Sundays and matinees
My football season always ends three times: when the Denver Broncos are eliminated, when my fantasy team is eliminated and when the NFL season actually ends. This year, the Broncos were bounced while the river was still warm, and my fantasy team’s chances shattered right along with Tony Romo’s shoulder, Dallas Clark’s wrist and Jeff Fisher’s sanity.
Now that I’m facing seven months until my next botched fantasy draft, the specter of football withdrawal grows increasingly close. Movies are my coping mechanism in cases like this, but Hollywood has produced few watchable football films over the years.
Part of the problem is that the stop-start rhythms of football go against the tenets of good Hollywood filmmaking—even Brian De Palma couldn’t make a booth review look cinematic.
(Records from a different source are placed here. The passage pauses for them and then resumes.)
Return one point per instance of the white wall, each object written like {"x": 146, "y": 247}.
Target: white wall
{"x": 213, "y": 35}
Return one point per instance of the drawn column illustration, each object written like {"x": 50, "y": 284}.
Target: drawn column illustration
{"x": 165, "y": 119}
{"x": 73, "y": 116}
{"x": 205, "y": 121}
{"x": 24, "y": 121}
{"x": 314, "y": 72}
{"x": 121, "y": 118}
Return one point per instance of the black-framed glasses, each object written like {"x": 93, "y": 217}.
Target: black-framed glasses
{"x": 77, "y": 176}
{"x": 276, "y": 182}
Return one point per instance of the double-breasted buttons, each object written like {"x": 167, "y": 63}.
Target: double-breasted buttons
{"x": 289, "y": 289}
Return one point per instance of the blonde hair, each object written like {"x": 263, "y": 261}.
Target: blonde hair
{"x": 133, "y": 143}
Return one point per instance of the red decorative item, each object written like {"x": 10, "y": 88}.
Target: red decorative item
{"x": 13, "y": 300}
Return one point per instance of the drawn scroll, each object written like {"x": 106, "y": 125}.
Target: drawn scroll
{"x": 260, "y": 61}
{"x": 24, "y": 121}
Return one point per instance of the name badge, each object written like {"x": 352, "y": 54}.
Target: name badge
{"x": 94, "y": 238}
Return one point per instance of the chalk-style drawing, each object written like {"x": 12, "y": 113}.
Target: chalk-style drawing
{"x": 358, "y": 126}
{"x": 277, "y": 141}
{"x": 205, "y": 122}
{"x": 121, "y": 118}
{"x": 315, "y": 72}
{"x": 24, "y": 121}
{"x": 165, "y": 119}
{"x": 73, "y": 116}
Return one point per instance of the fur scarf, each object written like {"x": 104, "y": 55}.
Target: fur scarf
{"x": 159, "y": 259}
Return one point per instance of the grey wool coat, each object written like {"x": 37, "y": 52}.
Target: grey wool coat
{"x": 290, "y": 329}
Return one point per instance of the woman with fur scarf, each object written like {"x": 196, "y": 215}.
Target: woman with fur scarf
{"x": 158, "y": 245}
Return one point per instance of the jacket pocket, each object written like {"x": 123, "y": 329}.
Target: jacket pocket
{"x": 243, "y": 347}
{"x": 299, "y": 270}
The scarcity of mano a mano showdowns and emphasis on team play are also anti-Hollywood; American movies at their best are about the individual, while American football is exactly the opposite.
Most of the time, Hollywood has used the sport for its pre-game speech-style inspirational elements (The Blind Side, Rudy, Remember the Titans), its potential for slapstick comedy (The Replacements, The Longest Yard remake), or as pure demographic window dressing (The Game Plan, Leatherheads).
There have been a few quality football documentaries (Jim Brown: All-American, Harvard Beats Yale 29-29), a few legit entertainments (the original Longest Yard, Paper Lion), and at least one two-thirds-there attempt at a warts-and-all look at the league (North Dallas Forty, with Nick Nolte).
Beyond that, the football-film prospects are as weak as Jimmy Clausen: Jerry Maguire is about the romance, and it also stinks; Big Fan tried to examine insane fandom semi-seriously, but it also kind of stinks; and I have yet to find definitive proof that Oliver Stone’s Any Given Sunday takes place on the planet Earth.